Questo discorso acquista ancora maggiore importanza se si pensa che in modalità normale, Winzip, Winrar, Pentazip, Stuffit e Zip.it hanno raggiunto risultati poco migliori di quelli di Windows XP, ma con tempi di risposta sovente superiori. Poca cosa in questo ambito, ma che può portare a un allungamento dell’operazione in condizioni più complesse e con PC meno potenti di quello utilizzato. Infine, molto veloci sono stati Winzip e Zip.it, che pur utilizzando un algoritmo ZIP meno efficiente in virtù delle dimensioni del file finale, hanno completato l’operazione in una quindicina di secondi.
Pkzip, sempre in modalità normale, ha surclassato tutti i rivali. Il software, ideato inizialmente dal creatore dell’algoritmo ZIP, dimostra di avere potenzialità e funzionalità ben superiori a quelle delle alternative scaricabili dalla Rete, probabilmente perché gli sviluppatori hanno possibilità di ottimizzare in modo sostanziale il sistema di compressione.
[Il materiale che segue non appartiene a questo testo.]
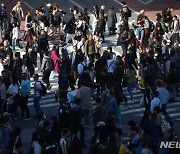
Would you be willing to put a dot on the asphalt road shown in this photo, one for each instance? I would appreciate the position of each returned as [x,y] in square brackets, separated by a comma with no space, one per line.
[51,110]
Pkzip in modalità normale ha impiegato poco più di nove secondi per produrre un file di 16,8 megabyte, esattamente la stessa dimensione dell’archivio di Pentazip impostato con i massimi livelli di compressione (utilizzando tabelle a 64 bit), ma con tempi di risposta cinque volte più alti. La spiegazione di questo comportamento potrebbe essere nell’estrema efficienza del codice implementato in Pkzip, mentre gli altri lavorano su una versione tradizionale della procedura e apportano modifiche sviluppate in modo indipendente dai produttori dei software di compressione. Questa situazione si riflette anche se si imposta il livello massimo di archiviazione in Winrar e Winzip, che non riescono a scendere sotto i 23 megabyte con tempi di risposta superiori ai cinquanta secondi.
Un po’ troppo se si pensa che durante i test l’operazione è avvenuta in condizioni ottimali, con un PC dotato di configurazione piuttosto potente. Provando a cercare una spiegazione che aggreghi queste informazioni in modo significativo, il motivo per cui i software si comportano in modo differente è da imputare proprio al criterio su cui si basano per comprimere un file: la ridondanza delle informazioni. Partendo da un’unica procedura (ZIP) per comprimere e decomprimere i file, ciascun produttore ha utilizzato tabelle differenti per aggregare i dati e ottenere un migliore risultato finale.
A dimostrazione, si prenda Pentazip: con il metodo normale produce un file di oltre 25 megabyte, ma allo stesso livello di compressione, con una precisione a 64 bit, l’archivio finale diventa di poco più di 18 megabyte e impiega circa dieci secondi in meno per completare l’operazione.